The proof has been very recently made available on arxiv in the paper of van Dijk/Oldenziel, although it's been part of categorical folklore since the seventies. Once an internal initial arithmetic universe has been shown to exist inside the initial arithmetic universe, its externalization provides the Gödel numbering of formulas, and one can define functorially the provability predicate $Prov(x)$. Then the proof of the incompleteness theorems proceeds by building a self-referential sentence similar to Gödel's sentence "I am not provable", exactly as Gödel did, using that this sentence is the fixed point of $\neg Prov(x)$, and an argument essentially equivalent to applying Lawvere's fixed point theorem provides its construction. The sentence is however slightly changed to "I am provably false" (which I call Joyal's sentence, the fixed point of $Prov(\neg x)$). It is well known that a fixed point for $\neg Prov(x)$ is equivalent to $\neg Prov(\bot)$, i.e., to $Con(PRA)$, and similarly Joyal also proves categorically that Joyal's sentence is equivalent to $Incon(PRA)$.

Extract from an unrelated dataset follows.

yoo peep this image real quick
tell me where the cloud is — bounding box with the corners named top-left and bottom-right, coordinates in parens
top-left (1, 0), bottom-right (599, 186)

The second incompleteness then follows from the observation that Joyal's sentence cannot be provably false (though for certain consistent but $\omega$-inconsistent recursive extensions of PRA it can very well be provably true; here's what goes wrong with the conclusion of the cited paper).
While Lawvere's fixed point theorem is quite trivial, Gödel's incompleteness theorems are much deeper, more complex and subtle than just the fixed point lemma, since they contain the arithmetization of syntax, which Joyal has shown to correspond precisely to internal reasoning inside the arithmetic universe (it is certainly not trivial at all to internally construct an arithmetic universe inside an arithmetic universe). His proof thus deserves to be much widely known than it is.